The answer is one, get her one present. She does not need more. Perhaps get her involved in getting gifts to give to those more in need.

justmakingthebest's picture

I have always loved the 4 present rule:

  • Something you want
  • Something you need
  • Something to wear a
  • Something to read

I stuck with this a parent presents and then 1-2 other things from Santa, I think it keeps the entitlement down. 

PokaDotty's picture

"something you want, something you need, something for fun and something you'd read"; however one year OSD in the "something you want" she listed anything Gucci.... Not being a Kardashian, that was definitely something we could not afford so I bought her a dish drying rack and got out my label maker and stuck Gucci on it. I even used the gold glittery label tape for authenticity. Hehehe

purplegirl201's picture

I am not shopping for SS this year, I will let DH decide what he gets, Last year I spent $300 on clothes, board games and he could have cared less about 90 percent of it, he did like the video games (should have stopped with them)  He is all about his XBOX or youtube so why would I attempt to buy something that he has NO interest  in at all. We could probably give him a XBOX gift card and he may think thats the best thing in the world. Of course no matter what we get he is still going to wake up and say I wonder what presents are at my moms house. The kicker there is that there are never any presents at moms house, she gose to the CVS or thrift store and buys stupid crap that he doesn't want or need. 

I get that it isn't about the gifts but she gets child support so instead of spending it always on herself for smokes and gas spend a little of it on the person it is actually intended for and don't act like Christmas sneaks up on you and you weren't ready for it.

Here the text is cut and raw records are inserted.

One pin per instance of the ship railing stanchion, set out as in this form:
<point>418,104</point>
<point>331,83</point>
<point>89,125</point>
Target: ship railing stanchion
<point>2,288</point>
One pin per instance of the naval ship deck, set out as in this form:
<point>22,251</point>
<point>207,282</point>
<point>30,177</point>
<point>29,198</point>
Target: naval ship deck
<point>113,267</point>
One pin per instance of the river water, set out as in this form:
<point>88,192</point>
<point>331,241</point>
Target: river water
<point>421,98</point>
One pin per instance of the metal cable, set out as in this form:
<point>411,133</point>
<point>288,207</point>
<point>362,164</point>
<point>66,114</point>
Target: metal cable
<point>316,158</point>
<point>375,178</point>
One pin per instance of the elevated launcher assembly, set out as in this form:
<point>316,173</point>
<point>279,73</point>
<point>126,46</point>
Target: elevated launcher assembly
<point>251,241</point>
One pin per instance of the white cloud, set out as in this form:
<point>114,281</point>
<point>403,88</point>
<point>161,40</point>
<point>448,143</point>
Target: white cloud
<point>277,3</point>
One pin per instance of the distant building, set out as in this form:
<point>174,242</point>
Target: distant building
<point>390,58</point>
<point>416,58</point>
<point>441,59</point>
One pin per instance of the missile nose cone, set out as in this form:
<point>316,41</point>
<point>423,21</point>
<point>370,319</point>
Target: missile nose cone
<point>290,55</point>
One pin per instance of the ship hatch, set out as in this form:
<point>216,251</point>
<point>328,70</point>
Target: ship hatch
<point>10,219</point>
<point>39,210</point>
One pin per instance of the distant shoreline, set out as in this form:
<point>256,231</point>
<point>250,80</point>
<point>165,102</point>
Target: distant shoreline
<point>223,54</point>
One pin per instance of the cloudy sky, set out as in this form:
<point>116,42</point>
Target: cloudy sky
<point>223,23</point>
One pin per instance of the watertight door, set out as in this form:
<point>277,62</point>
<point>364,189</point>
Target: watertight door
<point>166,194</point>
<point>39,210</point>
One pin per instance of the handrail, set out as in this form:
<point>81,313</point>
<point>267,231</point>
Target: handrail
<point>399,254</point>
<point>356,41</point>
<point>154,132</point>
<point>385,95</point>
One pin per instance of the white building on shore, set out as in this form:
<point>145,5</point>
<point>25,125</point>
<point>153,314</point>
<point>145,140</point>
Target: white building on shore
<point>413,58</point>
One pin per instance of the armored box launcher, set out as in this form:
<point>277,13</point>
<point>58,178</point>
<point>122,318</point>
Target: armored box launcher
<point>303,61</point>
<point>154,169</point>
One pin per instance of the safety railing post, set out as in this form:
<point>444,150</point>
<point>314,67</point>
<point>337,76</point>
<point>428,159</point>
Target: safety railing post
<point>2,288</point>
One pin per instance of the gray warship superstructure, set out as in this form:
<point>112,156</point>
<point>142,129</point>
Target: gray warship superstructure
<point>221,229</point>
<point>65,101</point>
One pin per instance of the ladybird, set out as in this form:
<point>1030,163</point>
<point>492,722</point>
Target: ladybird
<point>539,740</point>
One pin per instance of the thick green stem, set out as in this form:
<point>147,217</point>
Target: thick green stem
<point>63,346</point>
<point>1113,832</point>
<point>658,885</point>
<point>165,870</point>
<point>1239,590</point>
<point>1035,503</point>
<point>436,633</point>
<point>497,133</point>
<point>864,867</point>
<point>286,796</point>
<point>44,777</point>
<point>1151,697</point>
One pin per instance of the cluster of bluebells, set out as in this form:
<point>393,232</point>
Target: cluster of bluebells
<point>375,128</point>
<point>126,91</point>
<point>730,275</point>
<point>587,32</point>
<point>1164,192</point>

She said that last year and I responded with "funny it's the same day every year" 

Stepmama2321's picture

Sneaks up on you? Yea that's stupid. SO and I don't have a lot of money so I start putting aside money months in advance. This year I'm just getting stuff for my 2 DD and SO can be left to scramble last min getting gifts for his kid. She won't like any of them anyways because she is a boring 8yo with NO interests.